I had it happen to me and my 722k, but also, my recordings were missing. An unplug reset resolved the issue.


----------



## Ray [email protected] Network (Dec 28, 2010)

If you scroll down, it is item 6 on the list. Thanks.



cinistur said:


> This started yesterday. Only external drive users would know if it's missing or not.
> *BEFORE YESTERDAY*
> Press DVR once=DISH On Demand, Press DVR twice=My Recordings, Press DVR a third time=Multimedia
> *AFTER YESTERDAY*
> Something screwy happened to My Media placement at the top of My Recordings page. It's not there anymore. It used to sit atop the list of recorded programs. If one were to press the DVR button three times in a row you could access My Media except if a recording was in progress. Then you would have to press the down button to highlight My Media, then press select. Either way it was the most direct route in achieving your external drive's recorded programs. Now you have to take more steps to get to the same page. Has anyone else who has an external drive attached to their ViP722k seen the same thing happen to them? Missing My Media at the top of My Recordings page. Spoke with three agents at Dish, 2 didn't have external drives, one did but doesn't know of any problem at the time of our conversation.


----------



## cinistur (May 15, 2012)

I tried a hard reboot without success. I still have my first DVR from Dish in '01, the Dish Player-PVR501. Quite familiar with isolation exercises. I'm trying to find out whether or not anyone else has the same issue as mine. Does anyone have an external drive connected to a ViP722k? PC app shortcuts are there to save time and movement. That's all I'm looking for since this started a couple of days ago. Do you know of any updates that would prevent My Media to go missing from the top of My Recordings page? Scrolling down to item 6 is getting away from a desired shortcut. Pressing DVR 3 times in a row is far easier than what you are suggesting. I get there without lifting my thumb. What could be simpler than that? From the day I added my external drive which was a long time I've been able to use my method without any change.


----------



## TBoneit (Jul 27, 2006)

You don't have to scroll down as I remember it just press the number 6 on the remote.


----------



## mtsmagic (Jul 6, 2011)

Also on 3/25, my external HD vanished. Not just the "my media" vanishing from menu, but listing showing "no device attached to USB." I checked and all looked fine. Power cycling the 722 did not fix anything. Power cycling the HDD solved the problem.


----------



## tampa8 (Mar 30, 2002)

Did someone do a sort on the list?


----------



## bnborg (Jun 3, 2005)

I just had this happen today on my 722K, L750.

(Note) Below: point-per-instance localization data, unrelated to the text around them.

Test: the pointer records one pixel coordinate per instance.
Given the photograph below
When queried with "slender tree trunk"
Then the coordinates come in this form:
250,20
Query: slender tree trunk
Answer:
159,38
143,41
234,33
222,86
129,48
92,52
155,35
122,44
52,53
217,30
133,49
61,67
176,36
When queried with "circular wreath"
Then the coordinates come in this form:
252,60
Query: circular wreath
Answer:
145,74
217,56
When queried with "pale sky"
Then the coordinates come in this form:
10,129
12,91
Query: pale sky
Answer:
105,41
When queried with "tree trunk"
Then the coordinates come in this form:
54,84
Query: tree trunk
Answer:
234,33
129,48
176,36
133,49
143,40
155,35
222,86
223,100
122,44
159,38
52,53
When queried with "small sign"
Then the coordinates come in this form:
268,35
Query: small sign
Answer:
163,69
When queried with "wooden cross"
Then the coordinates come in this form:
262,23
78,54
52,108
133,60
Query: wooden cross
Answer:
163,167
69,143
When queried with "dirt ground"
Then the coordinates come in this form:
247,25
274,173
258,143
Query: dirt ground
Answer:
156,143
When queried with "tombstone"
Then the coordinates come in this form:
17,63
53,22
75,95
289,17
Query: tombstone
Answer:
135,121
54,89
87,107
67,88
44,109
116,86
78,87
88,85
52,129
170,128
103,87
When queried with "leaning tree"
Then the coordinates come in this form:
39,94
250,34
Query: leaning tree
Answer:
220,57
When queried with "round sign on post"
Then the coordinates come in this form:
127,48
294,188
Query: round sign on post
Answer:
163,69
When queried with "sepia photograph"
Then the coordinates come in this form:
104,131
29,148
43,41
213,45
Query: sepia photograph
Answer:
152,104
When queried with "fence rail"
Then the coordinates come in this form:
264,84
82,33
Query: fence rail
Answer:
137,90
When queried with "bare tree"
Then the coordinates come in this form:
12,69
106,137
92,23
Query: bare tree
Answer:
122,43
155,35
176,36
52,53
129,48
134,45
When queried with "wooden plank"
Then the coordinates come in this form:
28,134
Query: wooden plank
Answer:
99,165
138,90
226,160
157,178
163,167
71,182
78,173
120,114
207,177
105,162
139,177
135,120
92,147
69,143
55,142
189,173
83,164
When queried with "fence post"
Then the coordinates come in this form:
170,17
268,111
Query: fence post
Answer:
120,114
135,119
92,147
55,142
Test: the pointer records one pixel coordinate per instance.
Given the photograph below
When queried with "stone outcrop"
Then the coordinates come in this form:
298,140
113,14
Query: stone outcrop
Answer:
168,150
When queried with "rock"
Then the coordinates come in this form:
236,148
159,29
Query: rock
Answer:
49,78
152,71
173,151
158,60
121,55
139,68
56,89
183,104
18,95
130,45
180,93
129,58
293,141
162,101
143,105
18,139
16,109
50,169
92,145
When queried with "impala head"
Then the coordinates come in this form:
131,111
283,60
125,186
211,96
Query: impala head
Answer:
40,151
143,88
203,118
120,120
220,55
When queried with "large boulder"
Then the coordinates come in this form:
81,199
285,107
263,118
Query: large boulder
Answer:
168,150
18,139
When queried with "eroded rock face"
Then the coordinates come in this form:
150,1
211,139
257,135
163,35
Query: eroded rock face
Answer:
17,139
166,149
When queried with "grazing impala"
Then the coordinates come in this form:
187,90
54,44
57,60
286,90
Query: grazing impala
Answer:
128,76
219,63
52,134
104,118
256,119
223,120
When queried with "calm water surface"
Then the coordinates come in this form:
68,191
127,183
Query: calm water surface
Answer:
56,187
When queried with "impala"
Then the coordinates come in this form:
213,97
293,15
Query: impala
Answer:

Turn off the EHD and turn it on. Play with the connections. Hot plug the EHD.

Eventually it will be recognized.


----------



## TBoneit (Jul 27, 2006)

My EHDs are not powered up unless I plan to use it to save wear and tear.

This is also how I use them on the computer.


----------



## bnborg (Jun 3, 2005)

I use bare drives and a SATA to USB docking station.

Once in a great while the DVR seems to stumble when I turn on the docking station. Usually, just turning it off, waiting a few minutes and turning it back on brings it back. 

When that doesnt work, I pull the bare drive from the interface and plug it back in, while the docking station is powered up. This works surprisingly well. Note the SATA interface is designed with support for hot plugging.


----------



## TBoneit (Jul 27, 2006)

bnborg said:


> I use bare drives and a SATA to USB docking station.
> 
> Once in a great while the DVR seems to stumble when I turn on the docking station. Usually, just turning it off, waiting a few minutes and turning it back on brings it back.
> 
> When that doesn't work, I pull the bare drive from the interface and plug it back in, while the docking station is powered up. This works surprisingly well. Note the SATA interface is designed with support for hot plugging.


The interface is designed for hot docking. This does not mean that it is good for a spinning drive to be pulled out. There is always the chance of damaging it when it is running.

IN a server for instance when you are pulling a bad drive for replacement you don't really care if you damage it.


----------